These are the key concepts you need to understand to accurately answer the question.

Random Variables
Random variables are fundamental concepts in the world of probability and statistics. They provide a way to quantify uncertain outcomes. A random variable assigns a numerical value to each outcome in a probability experiment, effectively transforming random phenomena into manageable quantities.
For a discrete random variable, the values it can assume are countable, like the outcome of a dice roll. In our example, the random variable \(X\) represents the outcome of rolling a six-sided die. It can take any integer value between 1 and 6.
Recently, we introduced another random variable, \(Y\), which is dependent on \(X\). \(Y\) equals 1 if the die shows an even number (2, 4, or 6) and 0 otherwise (for odds 1, 3, 5). The nature of \(Y\) helps to highlight the concept of dependency, where its value directly hinges on \(X\).
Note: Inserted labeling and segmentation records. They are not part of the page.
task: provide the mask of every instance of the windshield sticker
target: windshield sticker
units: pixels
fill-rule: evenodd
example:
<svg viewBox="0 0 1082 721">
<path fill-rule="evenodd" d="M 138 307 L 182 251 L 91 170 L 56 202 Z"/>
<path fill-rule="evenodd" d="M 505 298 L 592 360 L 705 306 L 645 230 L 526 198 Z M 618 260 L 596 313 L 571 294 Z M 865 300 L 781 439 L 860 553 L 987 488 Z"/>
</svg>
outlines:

Understanding these variables is crucial as they are used to compute expectations and dependencies, forming the backbone of many statistical analyses.
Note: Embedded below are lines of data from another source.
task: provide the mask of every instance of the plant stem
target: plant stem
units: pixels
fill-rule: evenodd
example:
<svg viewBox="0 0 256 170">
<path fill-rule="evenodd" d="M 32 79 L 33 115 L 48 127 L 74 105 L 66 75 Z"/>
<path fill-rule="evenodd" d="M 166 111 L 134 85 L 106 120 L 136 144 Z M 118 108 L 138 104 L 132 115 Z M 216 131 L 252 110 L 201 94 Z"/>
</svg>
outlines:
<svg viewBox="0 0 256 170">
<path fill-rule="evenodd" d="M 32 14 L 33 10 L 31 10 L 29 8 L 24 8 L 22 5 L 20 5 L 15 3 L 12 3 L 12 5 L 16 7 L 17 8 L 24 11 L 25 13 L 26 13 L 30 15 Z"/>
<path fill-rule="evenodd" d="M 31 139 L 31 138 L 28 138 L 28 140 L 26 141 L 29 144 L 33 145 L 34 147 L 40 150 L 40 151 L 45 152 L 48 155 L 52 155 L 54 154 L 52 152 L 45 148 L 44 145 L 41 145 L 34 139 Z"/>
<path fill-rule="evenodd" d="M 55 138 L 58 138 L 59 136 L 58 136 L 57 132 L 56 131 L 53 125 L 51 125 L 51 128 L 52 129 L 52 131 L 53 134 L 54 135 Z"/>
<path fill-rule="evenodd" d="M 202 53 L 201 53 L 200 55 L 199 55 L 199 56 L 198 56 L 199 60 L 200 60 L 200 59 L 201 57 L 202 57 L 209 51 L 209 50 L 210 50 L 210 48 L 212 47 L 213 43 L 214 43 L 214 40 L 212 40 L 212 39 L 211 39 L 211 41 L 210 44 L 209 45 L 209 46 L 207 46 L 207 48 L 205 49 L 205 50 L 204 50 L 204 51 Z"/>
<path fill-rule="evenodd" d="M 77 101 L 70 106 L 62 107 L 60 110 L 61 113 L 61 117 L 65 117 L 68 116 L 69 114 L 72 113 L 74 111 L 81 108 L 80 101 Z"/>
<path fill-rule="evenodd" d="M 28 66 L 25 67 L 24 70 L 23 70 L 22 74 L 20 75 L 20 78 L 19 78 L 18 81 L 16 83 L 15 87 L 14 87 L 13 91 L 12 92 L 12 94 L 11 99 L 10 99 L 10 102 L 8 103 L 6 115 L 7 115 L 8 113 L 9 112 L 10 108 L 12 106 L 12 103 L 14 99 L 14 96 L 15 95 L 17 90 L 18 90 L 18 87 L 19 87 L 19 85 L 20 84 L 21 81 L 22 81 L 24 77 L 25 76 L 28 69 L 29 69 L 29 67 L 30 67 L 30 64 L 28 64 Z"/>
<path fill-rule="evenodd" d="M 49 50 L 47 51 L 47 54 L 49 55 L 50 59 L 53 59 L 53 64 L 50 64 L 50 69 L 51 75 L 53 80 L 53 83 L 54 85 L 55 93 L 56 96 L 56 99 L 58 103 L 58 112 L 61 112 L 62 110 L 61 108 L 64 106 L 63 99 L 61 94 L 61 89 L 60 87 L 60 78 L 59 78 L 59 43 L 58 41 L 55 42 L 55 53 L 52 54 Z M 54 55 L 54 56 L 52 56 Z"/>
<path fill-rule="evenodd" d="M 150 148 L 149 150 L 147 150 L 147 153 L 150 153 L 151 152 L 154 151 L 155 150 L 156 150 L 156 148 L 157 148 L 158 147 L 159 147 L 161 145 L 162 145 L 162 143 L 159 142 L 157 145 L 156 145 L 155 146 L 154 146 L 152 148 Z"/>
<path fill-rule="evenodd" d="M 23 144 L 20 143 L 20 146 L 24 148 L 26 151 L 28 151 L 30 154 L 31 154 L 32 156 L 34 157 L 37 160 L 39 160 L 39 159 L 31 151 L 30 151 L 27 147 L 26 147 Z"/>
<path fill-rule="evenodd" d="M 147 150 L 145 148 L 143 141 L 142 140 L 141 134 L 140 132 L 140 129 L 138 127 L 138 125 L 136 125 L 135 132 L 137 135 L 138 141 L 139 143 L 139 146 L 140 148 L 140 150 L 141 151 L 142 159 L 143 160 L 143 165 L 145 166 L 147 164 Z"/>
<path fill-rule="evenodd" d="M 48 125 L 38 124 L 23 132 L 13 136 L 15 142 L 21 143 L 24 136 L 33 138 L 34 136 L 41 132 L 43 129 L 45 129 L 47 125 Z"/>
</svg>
Independence of Random Variables
When we talk about the independence of random variables, we're referring to a very important property in probability. Two random variables \(X\) and \(Y\) are independent if the occurrence of events related to \(X\) gives no information about events related to \(Y\), and vice versa.
For two independent random variables, the joint expectation \(E(XY)\) should equal the product of their individual expectations \(E(X)E(Y)\).
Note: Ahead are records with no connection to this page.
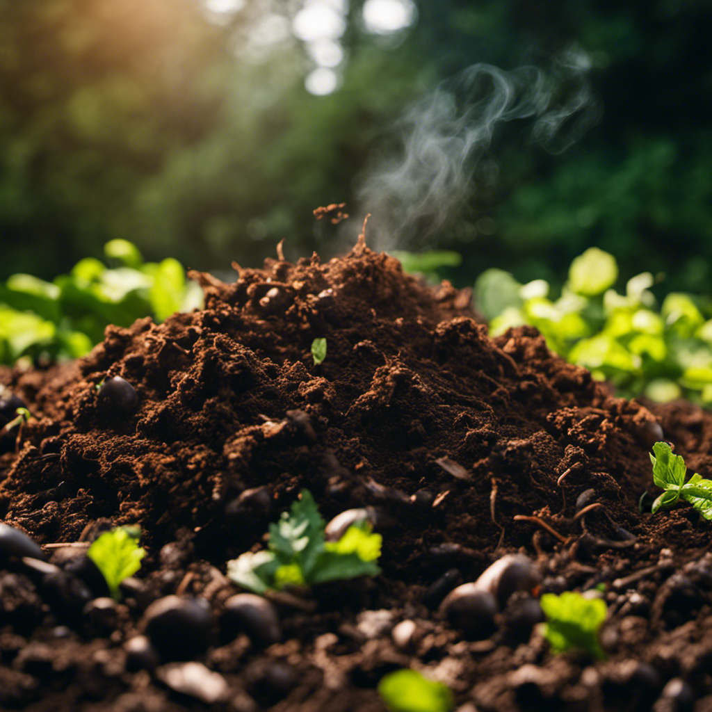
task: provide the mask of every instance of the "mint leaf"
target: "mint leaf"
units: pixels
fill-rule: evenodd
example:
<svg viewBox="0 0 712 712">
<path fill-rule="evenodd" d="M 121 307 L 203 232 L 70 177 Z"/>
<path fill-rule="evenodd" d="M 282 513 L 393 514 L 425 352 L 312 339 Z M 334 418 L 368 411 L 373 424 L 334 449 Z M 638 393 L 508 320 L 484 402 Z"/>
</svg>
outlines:
<svg viewBox="0 0 712 712">
<path fill-rule="evenodd" d="M 650 461 L 653 464 L 653 481 L 663 489 L 669 489 L 671 486 L 681 487 L 687 473 L 685 461 L 679 455 L 674 455 L 672 448 L 667 443 L 655 443 L 653 452 L 655 456 L 650 455 Z"/>
<path fill-rule="evenodd" d="M 381 678 L 378 693 L 389 712 L 449 712 L 452 693 L 446 685 L 415 670 L 397 670 Z"/>
<path fill-rule="evenodd" d="M 544 637 L 552 652 L 583 650 L 599 660 L 605 657 L 598 631 L 606 619 L 607 609 L 600 598 L 584 598 L 580 593 L 565 591 L 561 595 L 545 593 L 541 607 L 547 617 Z"/>
<path fill-rule="evenodd" d="M 326 339 L 315 339 L 312 342 L 312 357 L 317 365 L 326 358 Z"/>
<path fill-rule="evenodd" d="M 87 550 L 87 556 L 106 579 L 114 598 L 118 598 L 119 584 L 138 571 L 145 555 L 145 550 L 122 527 L 105 532 Z"/>
</svg>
In our problem, however, \(X\) and \(Y\) are dependent. This is demonstrated because the expectation of \(XY\) is not equal to the product \(E(X)E(Y)\). Specifically, we found \(E(XY) = 2\), while \(E(X)E(Y) = 1.75\). This discrepancy proves that \(X\) and \(Y\) rely on each other instead of being independent.
Independence is a key concept when determining whether results in probability experiments influence each other.
Discrete Probability Distribution
A discrete probability distribution is a list of probabilities associated with each of the possible outcomes of a discrete random variable. It shows how the total 100% probability is spread across all the outcomes.
In the context of a die roll, each number from 1 to 6 has an equal probability of \(\frac{1}{6}\). This forms the probability distribution for \(X\), which assigns a probability to rolling each number.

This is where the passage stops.